One elderly victim who was praying was "virtually beheaded". Another woman and a man also died. A suspect was shot and detained shortly afterwards.
The sexton, a lay member of staff responsible for the upkeep of the church, aged in his late 40s or early 50s and with two children had his throat cut while preparing for morning mass, said Gil Florini, a Catholic priest in Nice, Reuters news agency reported.
The main beheaded an elderly woman, and badly wounded a third woman, according to a police source.
The attack came just weeks after Samuel Paty, a high school teacher, was beheaded in a terrorist attack in Paris.
Two other attacks were carried ou on the same day in France and Saudi Arabia.
A man was shot dead in Montfavet near the southern French city of Avignon after threatening police with a handgun.
Separately, a guard was attacked outside the French consulate in Jeddah in Saudi Arabia. A suspect was arrested and the guard taken to hospital.

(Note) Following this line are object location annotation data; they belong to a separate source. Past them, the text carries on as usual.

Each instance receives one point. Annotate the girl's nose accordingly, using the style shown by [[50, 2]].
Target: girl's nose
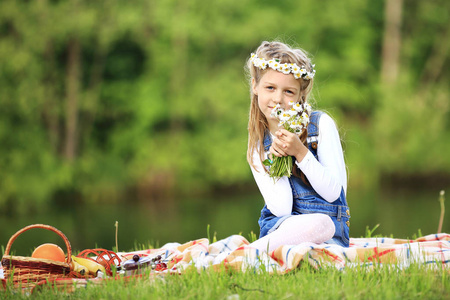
[[277, 98]]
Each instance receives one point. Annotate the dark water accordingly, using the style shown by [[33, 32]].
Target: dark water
[[401, 213]]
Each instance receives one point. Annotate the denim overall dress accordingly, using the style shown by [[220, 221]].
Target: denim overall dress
[[306, 200]]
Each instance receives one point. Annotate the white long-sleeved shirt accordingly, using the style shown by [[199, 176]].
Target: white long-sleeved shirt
[[327, 175]]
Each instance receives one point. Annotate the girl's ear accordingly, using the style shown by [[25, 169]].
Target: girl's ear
[[254, 86]]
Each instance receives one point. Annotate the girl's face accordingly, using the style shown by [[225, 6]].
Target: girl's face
[[275, 88]]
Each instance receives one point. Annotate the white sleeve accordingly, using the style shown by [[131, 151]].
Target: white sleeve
[[328, 174], [277, 194]]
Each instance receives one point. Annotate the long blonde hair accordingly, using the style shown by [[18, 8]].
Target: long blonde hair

"Informed of the savage attack that was perpetrated this morning in a church in Nice, causing the death of several innocent people, His Holiness Pope Francis joins in prayer with the suffering of the families who were affected and shares their sorrow," the pontiff said in a message to Bishop André Marceau of Nice.
"Condemning such violent acts of terror in the strongest possible way, he assures the Catholic Community of France and all the French people of his closeness and he calls for unity," said the message.
Nice Mayor Christian Estrosi spoke of "Islamo-fascism" and said the suspect had "repeated endlessly 'Allahu Akbar' (God is greatest)."
Police did not initially impute a motive for the NIce attack.
It followeed days of protests in some Muslim-majority countries triggered by President Macron's defence of the publication of cartoons that depicted the Prophet Mohammed which in turn trigged calls in some countries for a boycott of French goods.
Four years ago Nice was wracked by another terror attack, on the Frnech national dday on July 14 when a Tunisian man drove ploughed his struck into crowds, killing 86 people.